In black-and-white terms, we will never win against ADHD. We have a hodgepodge collection of coping mechanisms, good intentions and pills. ADHD has brain chemistry on its side.
With those ground rules, the game can seem a little rigged. At the worst of times, it can seem downright hopeless.
Here’s the catch, though: the goal isn’t outright victory. The goal is just to live the best life we can.
When it comes to managing symptoms and developing coping strategies, it’s fine to move in gradual increments. In fact, it’s the only way. Eliminating all our symptoms in one fell swoop just isn’t a thing.
Take procrastination, a topic I wrote about in my last post. If you’re prone to procrastination, it’s unrealistic to expect that any coping strategy will entirely remove this tendency. Instead, knowing that it can take time to make even small changes in your life, try targeting the one or two instances of procrastination that cause the most problems in your life.
Don’t even worry about stopping procrastination generally. Just focus on the few areas of your life where your tendency to procrastinate causes you the most problems. Then look for a system that will help you organize these areas of your life in a new way.

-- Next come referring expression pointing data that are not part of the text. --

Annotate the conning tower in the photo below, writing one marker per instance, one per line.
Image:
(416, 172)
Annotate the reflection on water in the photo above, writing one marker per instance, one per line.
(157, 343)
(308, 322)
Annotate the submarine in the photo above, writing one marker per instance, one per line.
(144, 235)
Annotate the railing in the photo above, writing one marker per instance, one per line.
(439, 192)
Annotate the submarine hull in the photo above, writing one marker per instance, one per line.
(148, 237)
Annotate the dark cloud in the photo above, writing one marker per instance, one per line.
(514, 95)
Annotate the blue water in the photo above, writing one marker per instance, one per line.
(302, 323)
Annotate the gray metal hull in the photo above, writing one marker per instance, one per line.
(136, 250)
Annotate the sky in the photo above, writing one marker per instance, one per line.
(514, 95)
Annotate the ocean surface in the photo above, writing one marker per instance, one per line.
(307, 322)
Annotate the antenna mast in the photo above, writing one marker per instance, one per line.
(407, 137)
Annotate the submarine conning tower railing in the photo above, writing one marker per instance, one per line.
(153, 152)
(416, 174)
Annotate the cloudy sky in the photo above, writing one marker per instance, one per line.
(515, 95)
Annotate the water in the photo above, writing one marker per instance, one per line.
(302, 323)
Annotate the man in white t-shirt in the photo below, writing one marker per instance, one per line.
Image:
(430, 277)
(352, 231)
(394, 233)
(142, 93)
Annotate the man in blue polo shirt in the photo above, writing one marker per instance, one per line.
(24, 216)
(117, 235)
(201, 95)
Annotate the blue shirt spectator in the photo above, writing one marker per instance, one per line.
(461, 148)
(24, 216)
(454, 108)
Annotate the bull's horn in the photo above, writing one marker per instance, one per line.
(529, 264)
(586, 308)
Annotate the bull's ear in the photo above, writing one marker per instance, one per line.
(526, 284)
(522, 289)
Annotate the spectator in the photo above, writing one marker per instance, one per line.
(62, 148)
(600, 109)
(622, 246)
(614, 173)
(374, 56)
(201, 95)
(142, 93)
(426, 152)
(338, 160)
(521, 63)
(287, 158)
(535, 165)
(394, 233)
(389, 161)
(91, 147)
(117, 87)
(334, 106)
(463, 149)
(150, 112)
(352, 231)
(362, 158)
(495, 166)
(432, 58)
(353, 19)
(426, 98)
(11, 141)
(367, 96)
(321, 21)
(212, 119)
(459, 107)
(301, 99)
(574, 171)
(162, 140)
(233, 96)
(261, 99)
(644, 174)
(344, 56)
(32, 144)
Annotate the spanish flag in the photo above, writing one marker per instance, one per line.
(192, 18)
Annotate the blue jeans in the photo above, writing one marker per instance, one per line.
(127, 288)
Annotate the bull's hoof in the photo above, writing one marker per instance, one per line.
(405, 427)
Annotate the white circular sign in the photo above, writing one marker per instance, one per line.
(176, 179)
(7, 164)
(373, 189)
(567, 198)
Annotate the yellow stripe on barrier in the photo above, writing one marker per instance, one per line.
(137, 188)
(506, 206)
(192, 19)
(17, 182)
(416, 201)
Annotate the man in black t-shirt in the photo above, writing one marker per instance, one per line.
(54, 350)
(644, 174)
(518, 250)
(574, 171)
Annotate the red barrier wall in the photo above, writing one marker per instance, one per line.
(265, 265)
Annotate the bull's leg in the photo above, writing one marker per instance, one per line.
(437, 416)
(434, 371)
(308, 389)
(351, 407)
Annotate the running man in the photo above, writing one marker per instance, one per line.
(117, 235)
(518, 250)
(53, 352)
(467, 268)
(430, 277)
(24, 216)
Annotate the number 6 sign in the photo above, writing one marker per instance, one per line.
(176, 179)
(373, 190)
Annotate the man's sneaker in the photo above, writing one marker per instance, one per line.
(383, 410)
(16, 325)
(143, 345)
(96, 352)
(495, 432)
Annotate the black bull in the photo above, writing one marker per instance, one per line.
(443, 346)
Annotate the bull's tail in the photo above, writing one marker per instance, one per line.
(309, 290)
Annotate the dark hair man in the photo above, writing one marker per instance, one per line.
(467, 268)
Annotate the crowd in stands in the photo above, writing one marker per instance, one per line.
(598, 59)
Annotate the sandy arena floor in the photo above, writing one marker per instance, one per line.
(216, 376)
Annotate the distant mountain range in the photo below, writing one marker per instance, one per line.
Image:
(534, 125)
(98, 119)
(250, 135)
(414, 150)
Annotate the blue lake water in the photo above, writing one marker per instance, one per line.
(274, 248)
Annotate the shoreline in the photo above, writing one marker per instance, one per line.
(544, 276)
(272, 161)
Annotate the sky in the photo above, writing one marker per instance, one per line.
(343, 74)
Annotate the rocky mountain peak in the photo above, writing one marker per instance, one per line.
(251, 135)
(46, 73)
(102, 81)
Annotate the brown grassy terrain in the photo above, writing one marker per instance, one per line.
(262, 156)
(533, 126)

This approach works for any symptom. Rather than try to remove the symptom from your life altogether, look for the parts of your life where this symptom wreaks the most havoc, then find a way to minimize the impact of the symptom in those parts of your life.
The more you do this, the more it becomes clear that treatment isn’t absolute – it’s not about “curing” your symptoms. A little progress in figuring how to live with them can make a real difference in your life.
In fact, it’s not us against the ADHD at all – that’s a losing battle. It’s us learning to live with the ADHD, which means that while there’s no perfectly effective way coping, a little coping is better than none at all.